City Of Light, City Of Dark is a comic book novel written by Newbery Medal-winning author Avi, and was the first book ever to be illustrated by Brian Floca. Additional Spanish translations were done by Jose Aranda and Anthony Trujillo. The book's title is probably inspired by the summer and winter solstices, the "lightest" and "darkest" days of the year. These two days also mark two pivotal events in the Kurbs' "ritual cycle of acknowledgment". Alternatively, since the story is set in New York, "City Of Light" could refer to one of the many cities of light.

==Plot synopsis==

An enigmatic race of beings known as the Kurbs are introduced at the story's outset. Except as serpentine extensions of shadow, they are rarely seen, and thrive only in darkness. Utilizing something called the Power, they are able to control the rhythm of day and night. When humans first arrived on Manhattan Island, a place of apparent significance to the Kurbs, a treaty was signed: the Ritual Cycle of Acknowledgment. The Kurbs would loan the island out for human use, and even share their source of power. But in exchange, in synchronization with the summer and winter solstices, the source of Power would be ritualistically hidden somewhere on the island, and if it was not found in time, the Kurbs would reclaim the island, and everything would freeze. Over the years, the Power was hidden inside different objects, including an ear of corn, a musket ball, an oil lamp and, most recently, a subway token. A lineage of women were given the responsibility of carrying out the Ritual Cycle Of Acknowledgment, and were granted special powers through the Kurbs' source of Power, as well.

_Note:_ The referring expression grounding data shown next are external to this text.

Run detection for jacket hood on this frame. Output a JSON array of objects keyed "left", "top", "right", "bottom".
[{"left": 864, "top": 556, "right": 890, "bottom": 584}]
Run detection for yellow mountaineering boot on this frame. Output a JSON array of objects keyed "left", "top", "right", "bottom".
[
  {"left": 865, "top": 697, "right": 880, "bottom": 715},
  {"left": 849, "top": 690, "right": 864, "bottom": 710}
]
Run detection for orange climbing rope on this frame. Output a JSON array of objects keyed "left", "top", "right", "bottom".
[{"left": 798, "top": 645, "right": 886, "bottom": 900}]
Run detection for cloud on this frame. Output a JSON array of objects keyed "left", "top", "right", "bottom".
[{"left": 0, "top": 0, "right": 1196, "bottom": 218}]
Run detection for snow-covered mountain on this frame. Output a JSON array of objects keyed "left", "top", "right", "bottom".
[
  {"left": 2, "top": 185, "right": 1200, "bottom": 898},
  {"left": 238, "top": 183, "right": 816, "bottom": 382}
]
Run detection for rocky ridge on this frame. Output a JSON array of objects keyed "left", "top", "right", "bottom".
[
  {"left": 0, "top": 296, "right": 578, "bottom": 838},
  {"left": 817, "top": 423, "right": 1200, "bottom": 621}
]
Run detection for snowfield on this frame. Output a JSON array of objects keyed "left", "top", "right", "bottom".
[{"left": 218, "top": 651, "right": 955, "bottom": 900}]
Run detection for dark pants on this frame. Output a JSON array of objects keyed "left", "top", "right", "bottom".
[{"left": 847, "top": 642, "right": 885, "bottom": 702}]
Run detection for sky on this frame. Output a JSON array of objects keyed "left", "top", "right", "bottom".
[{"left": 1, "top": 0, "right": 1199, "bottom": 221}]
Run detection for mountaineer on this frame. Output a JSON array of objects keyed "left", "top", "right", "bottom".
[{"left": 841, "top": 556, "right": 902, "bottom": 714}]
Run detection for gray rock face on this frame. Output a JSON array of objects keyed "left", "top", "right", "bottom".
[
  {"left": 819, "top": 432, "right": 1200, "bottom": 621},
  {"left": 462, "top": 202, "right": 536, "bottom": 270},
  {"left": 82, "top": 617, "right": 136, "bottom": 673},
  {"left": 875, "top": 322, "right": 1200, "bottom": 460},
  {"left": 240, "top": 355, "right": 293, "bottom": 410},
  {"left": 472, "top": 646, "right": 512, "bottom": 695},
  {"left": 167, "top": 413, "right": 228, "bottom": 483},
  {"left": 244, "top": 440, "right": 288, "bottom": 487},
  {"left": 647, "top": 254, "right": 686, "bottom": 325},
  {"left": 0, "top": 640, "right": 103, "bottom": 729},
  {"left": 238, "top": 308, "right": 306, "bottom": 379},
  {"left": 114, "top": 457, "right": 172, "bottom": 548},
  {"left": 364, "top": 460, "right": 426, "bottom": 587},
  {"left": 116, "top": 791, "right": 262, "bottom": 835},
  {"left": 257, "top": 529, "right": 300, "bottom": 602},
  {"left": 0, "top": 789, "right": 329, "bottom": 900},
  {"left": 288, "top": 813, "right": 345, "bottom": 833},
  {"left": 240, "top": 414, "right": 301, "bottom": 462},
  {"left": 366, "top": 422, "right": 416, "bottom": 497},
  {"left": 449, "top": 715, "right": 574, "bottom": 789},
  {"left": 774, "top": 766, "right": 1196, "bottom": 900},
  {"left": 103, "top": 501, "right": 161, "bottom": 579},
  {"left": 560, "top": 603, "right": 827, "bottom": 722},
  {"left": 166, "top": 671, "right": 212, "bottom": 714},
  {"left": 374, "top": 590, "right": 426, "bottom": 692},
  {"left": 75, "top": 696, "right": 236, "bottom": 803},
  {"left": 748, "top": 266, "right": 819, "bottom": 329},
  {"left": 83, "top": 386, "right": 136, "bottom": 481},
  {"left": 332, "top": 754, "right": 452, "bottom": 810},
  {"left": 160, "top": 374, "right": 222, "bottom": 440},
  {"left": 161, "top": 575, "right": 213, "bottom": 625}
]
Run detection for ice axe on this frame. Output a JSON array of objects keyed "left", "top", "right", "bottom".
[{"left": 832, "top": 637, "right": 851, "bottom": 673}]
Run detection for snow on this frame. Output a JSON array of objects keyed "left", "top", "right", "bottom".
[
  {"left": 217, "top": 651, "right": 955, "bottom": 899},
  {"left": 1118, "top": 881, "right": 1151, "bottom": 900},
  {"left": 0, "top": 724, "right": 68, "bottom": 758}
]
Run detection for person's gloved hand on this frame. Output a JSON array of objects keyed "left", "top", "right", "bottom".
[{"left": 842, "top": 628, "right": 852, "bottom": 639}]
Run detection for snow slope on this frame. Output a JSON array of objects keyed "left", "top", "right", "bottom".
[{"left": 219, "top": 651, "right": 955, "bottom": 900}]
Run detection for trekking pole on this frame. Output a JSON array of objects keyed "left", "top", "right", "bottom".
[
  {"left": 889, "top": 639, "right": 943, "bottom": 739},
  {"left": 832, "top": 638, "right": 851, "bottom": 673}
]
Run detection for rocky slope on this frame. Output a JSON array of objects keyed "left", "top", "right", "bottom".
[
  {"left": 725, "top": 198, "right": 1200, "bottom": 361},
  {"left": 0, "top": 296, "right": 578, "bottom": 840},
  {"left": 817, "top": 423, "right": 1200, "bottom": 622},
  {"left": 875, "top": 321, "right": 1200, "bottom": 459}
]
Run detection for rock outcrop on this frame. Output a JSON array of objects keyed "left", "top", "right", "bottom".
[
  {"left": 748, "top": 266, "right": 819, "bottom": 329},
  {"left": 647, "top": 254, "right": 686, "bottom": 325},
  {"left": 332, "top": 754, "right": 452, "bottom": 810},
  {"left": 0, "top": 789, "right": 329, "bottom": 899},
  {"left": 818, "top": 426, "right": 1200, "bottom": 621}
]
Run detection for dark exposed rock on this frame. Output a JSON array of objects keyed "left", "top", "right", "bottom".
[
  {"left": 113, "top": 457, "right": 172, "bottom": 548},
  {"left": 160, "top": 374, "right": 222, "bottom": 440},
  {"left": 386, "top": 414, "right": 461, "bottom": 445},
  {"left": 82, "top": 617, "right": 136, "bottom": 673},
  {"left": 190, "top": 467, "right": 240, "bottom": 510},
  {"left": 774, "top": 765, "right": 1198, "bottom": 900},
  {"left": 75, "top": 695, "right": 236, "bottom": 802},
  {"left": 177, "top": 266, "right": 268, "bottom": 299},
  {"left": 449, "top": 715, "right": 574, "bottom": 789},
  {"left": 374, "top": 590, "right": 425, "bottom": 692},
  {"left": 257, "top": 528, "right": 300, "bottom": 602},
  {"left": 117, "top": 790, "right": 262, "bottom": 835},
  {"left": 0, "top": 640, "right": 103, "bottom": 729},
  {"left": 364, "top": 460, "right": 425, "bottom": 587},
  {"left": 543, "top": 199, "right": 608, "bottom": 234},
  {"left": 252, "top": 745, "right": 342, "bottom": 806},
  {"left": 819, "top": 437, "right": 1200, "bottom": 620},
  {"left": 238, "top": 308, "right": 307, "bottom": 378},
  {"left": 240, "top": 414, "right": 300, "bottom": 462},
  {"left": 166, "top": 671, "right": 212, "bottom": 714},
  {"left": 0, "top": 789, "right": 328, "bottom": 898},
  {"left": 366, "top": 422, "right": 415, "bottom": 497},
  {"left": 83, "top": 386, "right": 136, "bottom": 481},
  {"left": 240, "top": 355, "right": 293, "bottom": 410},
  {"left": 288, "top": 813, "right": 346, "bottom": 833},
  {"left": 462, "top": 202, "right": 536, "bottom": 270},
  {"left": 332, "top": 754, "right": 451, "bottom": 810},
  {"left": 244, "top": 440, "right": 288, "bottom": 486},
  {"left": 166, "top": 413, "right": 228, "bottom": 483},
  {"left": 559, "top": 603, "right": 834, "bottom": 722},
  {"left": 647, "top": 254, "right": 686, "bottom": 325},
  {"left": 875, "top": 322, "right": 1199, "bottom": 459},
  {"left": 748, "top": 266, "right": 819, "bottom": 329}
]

This system works for centuries without incident until evil Mr. Underton tried to steal the Power a few years back, and lost his eyesight. Now he is close to stealing it once again, and if he succeeds, the Kurbs will take back the City, reducing it to a dark and frozen tundra. It's up to two kids named Carlos and Sarah to both stop Mr. Underton from obtaining the subway token with the Power and use it to keep the City safe, despite secrets of Sarah's history that are entwined with the token. What ensues is a race against darkness. A race against the lies of the past. And most of all, a race against time.

==Style==

City Of Light, City Of Dark is both a comic book and a novel. It begins like an illustrated storybook: paragraphs of text are accompanied by frequent illustrations, establishing the backstory more quickly than would have been possible with sequential art alone. Comic book panels tell the rest of the story, occasionally helped along by the author's narrations, which are presented in the form of captions. This method of storytelling makes City Of Light, City Of Dark unique. Brian Floca's Franco-Belgian-inspired art style and frequent cross-hatching also give this modern fantasy an appropriately contemporary feel.

== Controversy ==
The book was banned in October 2022 in the Frisco Independent School District of Texas.